- Country: United States
- Language: English
- Genre: Crime short story

Publication
- Published in: Cavalier
- Publisher: Fawcett Publications
- Media type: Print
- Publication date: 1978

Chronology
| The Gunslinger | The Crate |

= Man With a Belly =

Short story by Stephen King

"Man With a Belly" is a short story by Stephen King. It was published in Cavalier in December 1978.

== Plot summary ==
The story opens with John Bracken, a hitman, in the James Memorial Park of an unnamed town; he is waiting for Norma Correzente, who is due to walk home from a casino through the park at 11:00 PM. Bracken has been paid $50,000 by Norma's husband, the 78 year-old Mafia Don Vittorio "Vito the Wop" Correzente, to rape her as punishment for her compulsive gambling. Correzente considers that ordering this deed will show him to be "a man with a belly". (Note: "A man with a belly" is a Sicilian idiom for a Mafia chief. Michael R. Collings and David Engebretson interpret the phrase as referring to "a proud, willful man".)

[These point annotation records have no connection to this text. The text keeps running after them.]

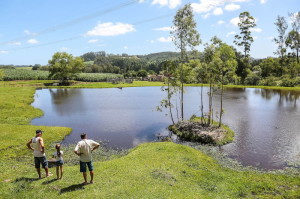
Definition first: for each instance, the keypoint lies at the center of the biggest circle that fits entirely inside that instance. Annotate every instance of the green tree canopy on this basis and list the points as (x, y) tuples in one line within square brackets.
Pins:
[(245, 39), (64, 66)]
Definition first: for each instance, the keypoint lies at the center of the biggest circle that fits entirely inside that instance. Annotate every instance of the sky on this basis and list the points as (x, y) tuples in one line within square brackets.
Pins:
[(32, 31)]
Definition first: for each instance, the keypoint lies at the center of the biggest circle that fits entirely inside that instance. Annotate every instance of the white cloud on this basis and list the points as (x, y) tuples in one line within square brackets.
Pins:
[(215, 6), (230, 33), (232, 7), (206, 15), (27, 32), (16, 43), (93, 41), (209, 5), (235, 21), (32, 41), (170, 3), (3, 51), (165, 39), (221, 22), (255, 29), (164, 29), (110, 29), (218, 11), (263, 1)]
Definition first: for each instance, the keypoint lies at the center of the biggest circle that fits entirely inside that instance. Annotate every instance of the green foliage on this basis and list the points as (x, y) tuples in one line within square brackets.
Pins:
[(245, 39), (23, 74), (64, 66), (269, 81), (142, 73), (184, 31), (282, 26), (270, 67), (10, 74), (252, 79), (1, 74)]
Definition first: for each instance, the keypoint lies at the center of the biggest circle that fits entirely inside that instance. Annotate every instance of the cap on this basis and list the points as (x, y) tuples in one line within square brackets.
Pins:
[(39, 131)]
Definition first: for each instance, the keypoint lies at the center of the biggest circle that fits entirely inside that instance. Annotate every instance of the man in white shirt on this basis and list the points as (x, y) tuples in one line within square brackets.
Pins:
[(84, 149), (38, 152)]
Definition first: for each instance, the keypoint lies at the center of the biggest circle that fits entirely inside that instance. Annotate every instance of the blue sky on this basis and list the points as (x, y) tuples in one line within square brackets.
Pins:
[(32, 31)]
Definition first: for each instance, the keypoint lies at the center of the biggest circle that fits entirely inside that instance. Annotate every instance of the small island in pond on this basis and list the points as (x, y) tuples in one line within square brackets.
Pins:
[(196, 131)]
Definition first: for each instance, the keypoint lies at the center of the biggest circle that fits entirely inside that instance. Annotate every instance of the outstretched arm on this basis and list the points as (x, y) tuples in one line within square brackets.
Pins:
[(28, 145), (42, 145), (96, 147)]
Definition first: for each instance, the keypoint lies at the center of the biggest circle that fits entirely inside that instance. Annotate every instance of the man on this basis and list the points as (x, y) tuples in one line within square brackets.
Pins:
[(38, 152), (84, 149)]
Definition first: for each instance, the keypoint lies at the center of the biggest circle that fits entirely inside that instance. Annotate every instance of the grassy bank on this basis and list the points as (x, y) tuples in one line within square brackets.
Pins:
[(151, 170), (157, 170)]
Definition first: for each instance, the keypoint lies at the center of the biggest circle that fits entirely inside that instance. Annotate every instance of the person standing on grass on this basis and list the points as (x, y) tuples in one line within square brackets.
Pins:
[(84, 149), (38, 149), (58, 155)]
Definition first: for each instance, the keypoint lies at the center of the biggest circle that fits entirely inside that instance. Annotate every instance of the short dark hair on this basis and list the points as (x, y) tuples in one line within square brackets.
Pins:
[(82, 135), (39, 131)]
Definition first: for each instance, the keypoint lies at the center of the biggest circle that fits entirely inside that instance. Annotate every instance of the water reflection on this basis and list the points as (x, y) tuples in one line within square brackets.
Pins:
[(266, 122), (285, 97)]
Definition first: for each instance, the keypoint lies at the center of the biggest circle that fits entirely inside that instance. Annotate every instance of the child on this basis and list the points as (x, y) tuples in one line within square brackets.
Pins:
[(58, 155)]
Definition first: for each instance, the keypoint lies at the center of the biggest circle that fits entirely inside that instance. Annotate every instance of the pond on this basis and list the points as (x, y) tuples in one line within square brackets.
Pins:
[(266, 122)]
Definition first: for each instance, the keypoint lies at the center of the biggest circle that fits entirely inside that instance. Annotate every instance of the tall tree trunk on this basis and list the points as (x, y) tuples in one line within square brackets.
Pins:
[(210, 102), (221, 109), (169, 101), (202, 114)]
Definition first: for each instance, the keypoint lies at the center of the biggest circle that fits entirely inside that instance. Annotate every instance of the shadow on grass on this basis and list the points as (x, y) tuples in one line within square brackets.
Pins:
[(26, 179), (49, 181), (73, 187)]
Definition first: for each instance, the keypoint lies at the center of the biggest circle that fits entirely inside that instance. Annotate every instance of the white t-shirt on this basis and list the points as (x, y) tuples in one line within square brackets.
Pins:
[(58, 158), (84, 147), (37, 147)]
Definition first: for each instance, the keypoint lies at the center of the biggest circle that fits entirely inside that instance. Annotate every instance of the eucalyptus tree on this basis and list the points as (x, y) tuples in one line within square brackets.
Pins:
[(208, 56), (224, 62), (282, 26), (244, 39), (185, 38), (293, 38), (64, 66), (169, 71)]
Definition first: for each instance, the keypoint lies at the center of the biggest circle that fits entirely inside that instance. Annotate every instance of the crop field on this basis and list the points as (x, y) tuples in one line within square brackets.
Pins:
[(23, 74)]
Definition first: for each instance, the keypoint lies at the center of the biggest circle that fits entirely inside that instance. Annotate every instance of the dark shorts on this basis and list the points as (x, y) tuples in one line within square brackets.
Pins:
[(83, 166), (38, 161), (59, 162)]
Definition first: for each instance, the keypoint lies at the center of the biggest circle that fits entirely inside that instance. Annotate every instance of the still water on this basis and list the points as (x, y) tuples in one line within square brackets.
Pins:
[(266, 122)]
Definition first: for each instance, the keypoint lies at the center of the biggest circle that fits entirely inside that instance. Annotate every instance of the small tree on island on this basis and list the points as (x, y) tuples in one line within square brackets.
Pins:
[(64, 66), (185, 37)]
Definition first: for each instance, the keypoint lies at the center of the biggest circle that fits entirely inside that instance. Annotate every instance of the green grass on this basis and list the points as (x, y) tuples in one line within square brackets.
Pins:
[(151, 170), (156, 170)]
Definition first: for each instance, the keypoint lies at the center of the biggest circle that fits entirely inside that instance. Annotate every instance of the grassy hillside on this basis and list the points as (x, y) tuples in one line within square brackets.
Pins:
[(156, 170)]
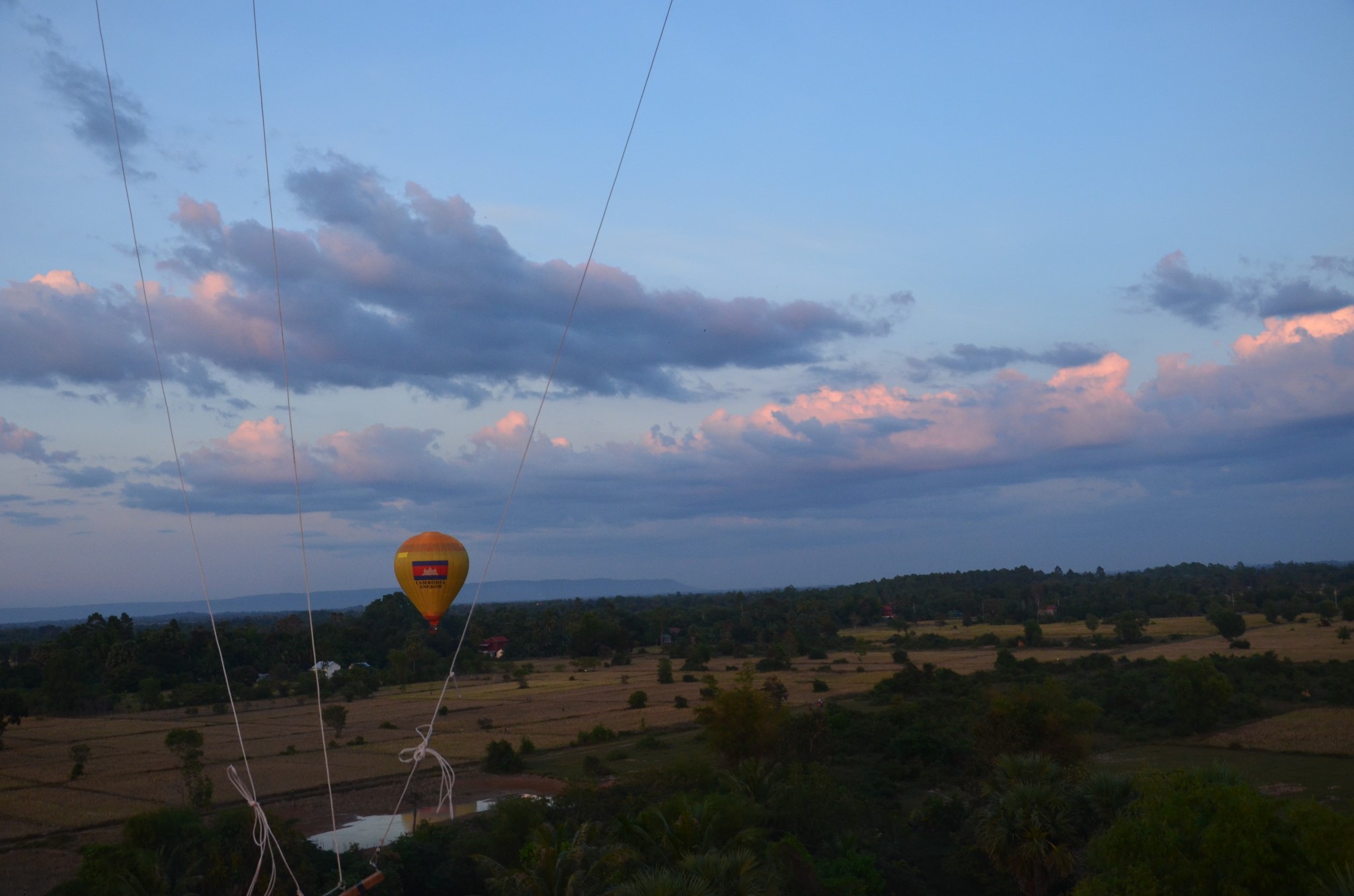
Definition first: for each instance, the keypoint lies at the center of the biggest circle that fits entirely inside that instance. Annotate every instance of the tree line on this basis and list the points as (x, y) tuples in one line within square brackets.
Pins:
[(108, 662)]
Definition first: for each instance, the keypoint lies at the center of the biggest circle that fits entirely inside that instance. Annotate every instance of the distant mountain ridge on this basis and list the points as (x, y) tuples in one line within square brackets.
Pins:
[(498, 592)]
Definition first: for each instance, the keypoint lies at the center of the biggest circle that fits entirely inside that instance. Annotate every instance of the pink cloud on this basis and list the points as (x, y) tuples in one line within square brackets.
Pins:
[(27, 444), (63, 282), (506, 432), (1287, 332)]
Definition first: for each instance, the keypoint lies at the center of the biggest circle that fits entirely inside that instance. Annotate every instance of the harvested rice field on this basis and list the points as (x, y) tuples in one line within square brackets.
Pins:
[(1322, 730), (130, 770)]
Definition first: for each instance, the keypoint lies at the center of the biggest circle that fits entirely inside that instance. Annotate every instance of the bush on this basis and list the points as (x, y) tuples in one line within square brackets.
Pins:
[(594, 766), (500, 759), (599, 734), (1228, 623)]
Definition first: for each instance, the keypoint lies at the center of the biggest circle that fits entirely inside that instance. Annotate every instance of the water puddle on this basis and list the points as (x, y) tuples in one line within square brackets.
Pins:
[(366, 831)]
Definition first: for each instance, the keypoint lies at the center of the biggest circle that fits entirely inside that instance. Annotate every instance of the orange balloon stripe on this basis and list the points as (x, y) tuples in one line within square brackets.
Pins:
[(431, 569)]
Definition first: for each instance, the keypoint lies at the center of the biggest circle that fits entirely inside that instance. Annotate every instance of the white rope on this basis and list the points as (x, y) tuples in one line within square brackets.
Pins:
[(263, 838), (296, 468), (531, 435), (260, 818), (448, 776)]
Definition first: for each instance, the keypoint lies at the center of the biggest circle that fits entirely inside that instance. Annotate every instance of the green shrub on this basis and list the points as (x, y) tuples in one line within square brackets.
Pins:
[(500, 759)]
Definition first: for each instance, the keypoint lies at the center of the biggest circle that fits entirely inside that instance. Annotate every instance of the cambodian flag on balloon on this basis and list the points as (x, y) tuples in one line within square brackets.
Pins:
[(430, 570)]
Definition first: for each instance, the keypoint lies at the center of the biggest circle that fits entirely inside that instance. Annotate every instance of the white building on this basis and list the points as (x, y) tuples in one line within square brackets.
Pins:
[(327, 667)]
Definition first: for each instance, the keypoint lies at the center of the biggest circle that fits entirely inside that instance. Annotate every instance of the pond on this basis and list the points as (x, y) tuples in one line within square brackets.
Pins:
[(364, 831)]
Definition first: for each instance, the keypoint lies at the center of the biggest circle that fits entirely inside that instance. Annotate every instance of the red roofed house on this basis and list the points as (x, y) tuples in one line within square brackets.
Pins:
[(493, 646)]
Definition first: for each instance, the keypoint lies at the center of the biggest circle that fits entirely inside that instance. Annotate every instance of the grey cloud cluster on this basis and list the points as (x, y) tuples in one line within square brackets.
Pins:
[(397, 291), (1283, 410), (974, 359), (85, 91), (27, 444), (1173, 287)]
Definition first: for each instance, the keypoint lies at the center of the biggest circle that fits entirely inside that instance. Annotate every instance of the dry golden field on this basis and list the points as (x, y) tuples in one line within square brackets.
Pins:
[(1326, 730), (129, 769), (1292, 640)]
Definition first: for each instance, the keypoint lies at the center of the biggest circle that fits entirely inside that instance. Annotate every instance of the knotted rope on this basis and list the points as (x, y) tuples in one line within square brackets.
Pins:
[(448, 774), (264, 839)]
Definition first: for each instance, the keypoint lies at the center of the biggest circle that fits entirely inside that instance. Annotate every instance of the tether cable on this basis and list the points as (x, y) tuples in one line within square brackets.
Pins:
[(531, 435), (263, 834), (292, 433)]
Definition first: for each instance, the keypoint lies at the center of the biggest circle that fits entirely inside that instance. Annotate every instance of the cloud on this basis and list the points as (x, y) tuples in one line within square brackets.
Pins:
[(1173, 287), (1272, 413), (29, 519), (85, 91), (399, 291), (58, 329), (86, 478), (27, 444), (973, 359)]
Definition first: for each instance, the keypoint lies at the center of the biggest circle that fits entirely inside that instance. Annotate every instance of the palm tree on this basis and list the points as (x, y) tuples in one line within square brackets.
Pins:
[(754, 778), (735, 872), (558, 864), (687, 826), (1031, 825)]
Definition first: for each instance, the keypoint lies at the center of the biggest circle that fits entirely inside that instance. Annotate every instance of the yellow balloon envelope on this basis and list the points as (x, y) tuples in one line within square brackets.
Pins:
[(431, 569)]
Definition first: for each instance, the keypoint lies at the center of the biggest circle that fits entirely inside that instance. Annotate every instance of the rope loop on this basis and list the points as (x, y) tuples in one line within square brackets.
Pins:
[(447, 781), (264, 839)]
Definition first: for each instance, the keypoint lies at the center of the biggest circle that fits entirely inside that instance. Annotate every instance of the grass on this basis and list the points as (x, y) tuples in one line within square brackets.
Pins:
[(1322, 730), (1324, 778), (129, 769), (1196, 636)]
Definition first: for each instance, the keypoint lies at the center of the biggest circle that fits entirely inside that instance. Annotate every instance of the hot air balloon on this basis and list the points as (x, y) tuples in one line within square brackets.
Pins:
[(431, 569)]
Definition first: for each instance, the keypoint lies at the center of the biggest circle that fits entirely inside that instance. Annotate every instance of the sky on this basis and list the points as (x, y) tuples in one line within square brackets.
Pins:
[(883, 289)]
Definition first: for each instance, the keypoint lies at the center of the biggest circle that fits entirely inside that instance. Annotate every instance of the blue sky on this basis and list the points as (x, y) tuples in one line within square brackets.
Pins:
[(885, 289)]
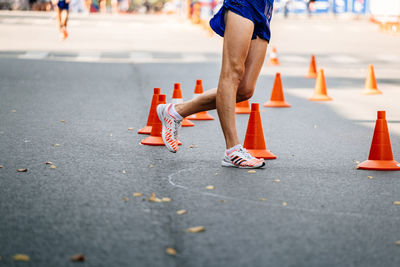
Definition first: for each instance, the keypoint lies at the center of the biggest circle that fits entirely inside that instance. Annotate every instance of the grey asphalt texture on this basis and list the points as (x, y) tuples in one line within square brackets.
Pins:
[(335, 215)]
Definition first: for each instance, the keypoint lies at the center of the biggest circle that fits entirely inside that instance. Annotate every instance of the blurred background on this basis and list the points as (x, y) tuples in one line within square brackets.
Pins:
[(386, 12)]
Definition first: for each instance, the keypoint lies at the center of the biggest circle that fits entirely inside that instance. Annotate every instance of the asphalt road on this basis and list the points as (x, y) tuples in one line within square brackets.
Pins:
[(334, 215)]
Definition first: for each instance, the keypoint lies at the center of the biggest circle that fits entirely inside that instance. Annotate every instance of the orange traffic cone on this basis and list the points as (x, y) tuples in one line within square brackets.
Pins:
[(177, 99), (201, 116), (243, 107), (155, 138), (152, 113), (254, 141), (312, 70), (277, 97), (380, 155), (273, 58), (320, 93), (371, 87)]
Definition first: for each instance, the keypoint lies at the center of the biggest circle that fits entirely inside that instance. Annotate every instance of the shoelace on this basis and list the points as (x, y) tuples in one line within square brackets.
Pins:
[(246, 153), (176, 130)]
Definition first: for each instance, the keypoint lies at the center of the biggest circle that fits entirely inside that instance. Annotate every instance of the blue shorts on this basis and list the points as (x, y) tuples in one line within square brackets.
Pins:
[(63, 5), (258, 11)]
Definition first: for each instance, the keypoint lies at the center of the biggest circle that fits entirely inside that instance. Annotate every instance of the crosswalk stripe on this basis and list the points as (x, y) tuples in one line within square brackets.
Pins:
[(34, 55)]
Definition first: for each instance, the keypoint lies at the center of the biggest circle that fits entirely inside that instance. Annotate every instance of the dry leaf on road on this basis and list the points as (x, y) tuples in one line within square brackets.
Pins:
[(170, 251), (21, 257), (196, 229), (153, 198), (78, 257), (181, 212)]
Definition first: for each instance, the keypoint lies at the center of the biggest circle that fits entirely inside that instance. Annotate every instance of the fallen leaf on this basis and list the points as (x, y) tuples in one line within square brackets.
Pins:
[(196, 229), (170, 251), (166, 199), (181, 212), (21, 257), (78, 257), (153, 198)]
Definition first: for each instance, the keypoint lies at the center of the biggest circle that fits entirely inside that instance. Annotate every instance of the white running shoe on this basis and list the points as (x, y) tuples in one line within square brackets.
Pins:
[(240, 158), (170, 127)]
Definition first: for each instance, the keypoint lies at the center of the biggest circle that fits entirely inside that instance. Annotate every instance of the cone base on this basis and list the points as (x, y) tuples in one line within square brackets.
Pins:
[(153, 141), (311, 76), (187, 123), (242, 110), (277, 104), (371, 92), (320, 98), (201, 117), (145, 130), (261, 153), (379, 165)]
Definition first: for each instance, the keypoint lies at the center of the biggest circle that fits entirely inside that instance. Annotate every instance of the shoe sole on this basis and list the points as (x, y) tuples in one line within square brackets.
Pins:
[(160, 110), (229, 164)]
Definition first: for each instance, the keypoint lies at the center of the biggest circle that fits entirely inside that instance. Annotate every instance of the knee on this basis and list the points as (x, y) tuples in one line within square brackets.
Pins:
[(244, 93), (234, 73)]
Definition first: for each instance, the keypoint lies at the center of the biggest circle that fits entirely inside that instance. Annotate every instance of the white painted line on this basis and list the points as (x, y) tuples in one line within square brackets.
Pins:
[(34, 55), (298, 59), (189, 57), (141, 56), (389, 58), (343, 59), (88, 56)]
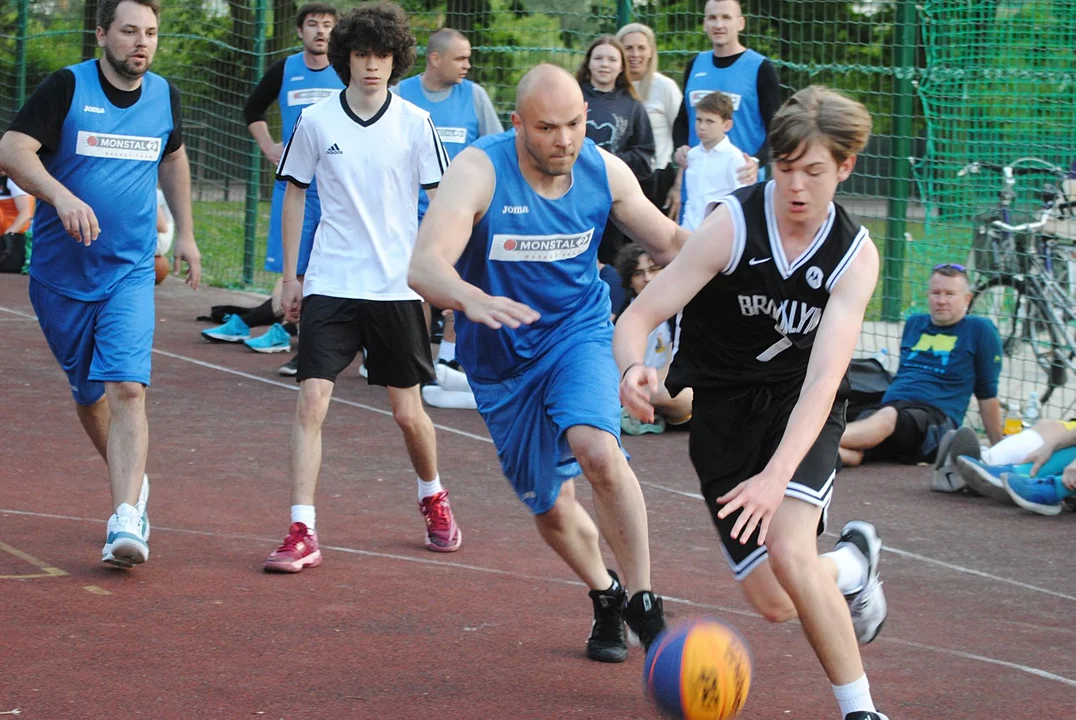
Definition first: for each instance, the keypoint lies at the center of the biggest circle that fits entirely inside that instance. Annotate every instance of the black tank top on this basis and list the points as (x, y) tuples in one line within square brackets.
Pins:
[(754, 323)]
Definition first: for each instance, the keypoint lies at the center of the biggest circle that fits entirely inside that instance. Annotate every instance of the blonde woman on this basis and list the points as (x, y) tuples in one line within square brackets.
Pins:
[(662, 98)]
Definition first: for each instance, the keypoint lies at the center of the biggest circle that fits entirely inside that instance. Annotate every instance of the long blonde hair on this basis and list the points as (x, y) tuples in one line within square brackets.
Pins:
[(648, 72)]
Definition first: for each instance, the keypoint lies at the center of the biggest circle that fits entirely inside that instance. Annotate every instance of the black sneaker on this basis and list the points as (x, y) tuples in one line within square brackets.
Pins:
[(646, 617), (606, 643), (291, 368)]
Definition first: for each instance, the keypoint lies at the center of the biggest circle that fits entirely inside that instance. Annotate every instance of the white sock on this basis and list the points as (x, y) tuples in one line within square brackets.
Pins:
[(1014, 449), (854, 696), (851, 568), (427, 489), (305, 513)]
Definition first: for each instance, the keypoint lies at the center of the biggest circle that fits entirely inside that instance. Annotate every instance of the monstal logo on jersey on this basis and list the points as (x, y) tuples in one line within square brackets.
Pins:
[(117, 146), (792, 316), (539, 248)]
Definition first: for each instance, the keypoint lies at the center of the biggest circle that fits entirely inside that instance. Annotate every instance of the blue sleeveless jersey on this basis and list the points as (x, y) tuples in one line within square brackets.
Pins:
[(539, 252), (300, 87), (740, 83), (454, 118), (108, 157)]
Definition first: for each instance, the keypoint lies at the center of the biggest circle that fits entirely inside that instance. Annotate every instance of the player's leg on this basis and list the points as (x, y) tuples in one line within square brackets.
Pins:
[(398, 347), (333, 341)]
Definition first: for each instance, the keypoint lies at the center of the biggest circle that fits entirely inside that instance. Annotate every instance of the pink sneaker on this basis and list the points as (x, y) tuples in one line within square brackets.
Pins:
[(298, 550), (442, 534)]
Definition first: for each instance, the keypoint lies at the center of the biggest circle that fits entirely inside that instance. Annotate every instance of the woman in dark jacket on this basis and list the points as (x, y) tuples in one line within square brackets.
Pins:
[(617, 121)]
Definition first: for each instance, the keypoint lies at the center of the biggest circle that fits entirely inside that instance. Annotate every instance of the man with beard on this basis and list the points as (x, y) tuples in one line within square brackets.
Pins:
[(91, 143), (294, 83)]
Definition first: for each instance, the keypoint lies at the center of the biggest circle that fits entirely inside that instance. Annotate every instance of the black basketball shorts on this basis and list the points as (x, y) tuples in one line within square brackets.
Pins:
[(733, 438), (333, 330)]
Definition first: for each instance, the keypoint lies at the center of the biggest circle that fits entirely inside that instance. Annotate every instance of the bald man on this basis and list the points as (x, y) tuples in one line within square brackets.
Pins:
[(510, 243)]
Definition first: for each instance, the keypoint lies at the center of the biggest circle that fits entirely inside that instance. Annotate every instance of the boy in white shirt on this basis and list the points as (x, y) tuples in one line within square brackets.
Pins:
[(713, 161)]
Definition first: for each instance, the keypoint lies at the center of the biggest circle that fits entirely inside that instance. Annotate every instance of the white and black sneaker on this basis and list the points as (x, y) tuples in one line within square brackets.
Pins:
[(867, 606)]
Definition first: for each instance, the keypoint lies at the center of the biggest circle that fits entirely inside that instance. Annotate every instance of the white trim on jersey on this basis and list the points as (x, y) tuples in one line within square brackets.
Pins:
[(775, 236), (861, 239), (739, 231)]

After a violent struggle, Bracken rapes Norma in the park, then passes on Correzente's message that he now considers "that all debts are paid and there is honor again". Norma subsequently persuades Bracken to escort her to her secret second apartment, where they have consensual sex. Afterwards, Norma sets out her hatred of Correzente. The following day, Norma offers Bracken $100,000 of her own money to impregnate her so she can trick Correzente into believing she is giving him an heir, leaving her free to gamble (and enabling her to "kill him with the truth" in the future). Bracken agrees to the deal, and 10 weeks later Norma tests positive on a pregnancy test.

Seven months later, Correzente's consigliore Benito "Benny the Bull" Torreos summons Bracken to Correzente, who is dying and wishes to ask Bracken a question. Torreos informs Bracken that Norma has died in childbirth. Knowing that he will be hunted down if he refuses, Bracken visits Correzente, who informs him that he suffered a stroke while attempting to impregnate Norma, then later suffered a second, larger, stroke while arguing with her. Norma in turn injured herself while running to summon help, leading to her own death during labour. Correzente expresses suspicion that the baby - which is in an incubator - has blue eyes, despite both he and Norma having brown eyes. Bracken rejects the implication that he is the father, saying "I have my own belly. Do you think I would take my own leavings?" and that the baby's eyes will turn brown, though Correzente will not live to see it.

== Publication ==
One of a series of stories that King submitted to "low rent" men's magazines during the 1970s both as a means of earning extra money and to get his name in print, "Man With a Belly" was originally published in Cavalier in December 1978. It was later published in the November/December 1979 issues of Gent. Writing in 1998, Stephen J. Spignesi described "Man With a Belly" as one of King's "lost works", stating that finding a copy would be "extremely difficult" as the story "has only appeared in print twice and neither of the men's magazines where it was published (the raunchy journals Cavalier and Gent) are archived in libraries". Writing in 2014, Michael A. Perry and Patrick McAleer also described "Man With a Belly" as one of King's "lost works". In 2017, "Man With a Belly" was to be included in the crime anthology Killer Crimes edited by Richard Chizmar and Brian James Freeman. However, as of November 2025, Killer Crimes had yet to be published. As of 2022, "Man With a Belly" had not been collected in a book by King, or adapted.

== Reception ==
Rocky Wood considers that the story "has some plot holes and is somewhat unsatisfying" but felt that "all three main characters are conceptually interesting and the storyline bold". Tyson Blue considers the story to lack "King's trademark characteristics of good storytelling and characterization". James Van Hise states that the story "takes some odd turns [...] but crumbles into pointlessness at the end. If it's supposed to be a character study of the cold-blooded, heartless hitman, it just doesn't gel." Patrick McAleer suggests that the story "serves as an example of [King's] critical eye on social and cultural norms".

Stephen J. Spignesi notes "Man With a Belly" as an example of King's "forays into the 'crime story' genre". Michael R. Collings describes "Man With a Belly" as "a tale of murder and revenge, with over-tones of gangster society that foreshadows Thinner's Ginelli".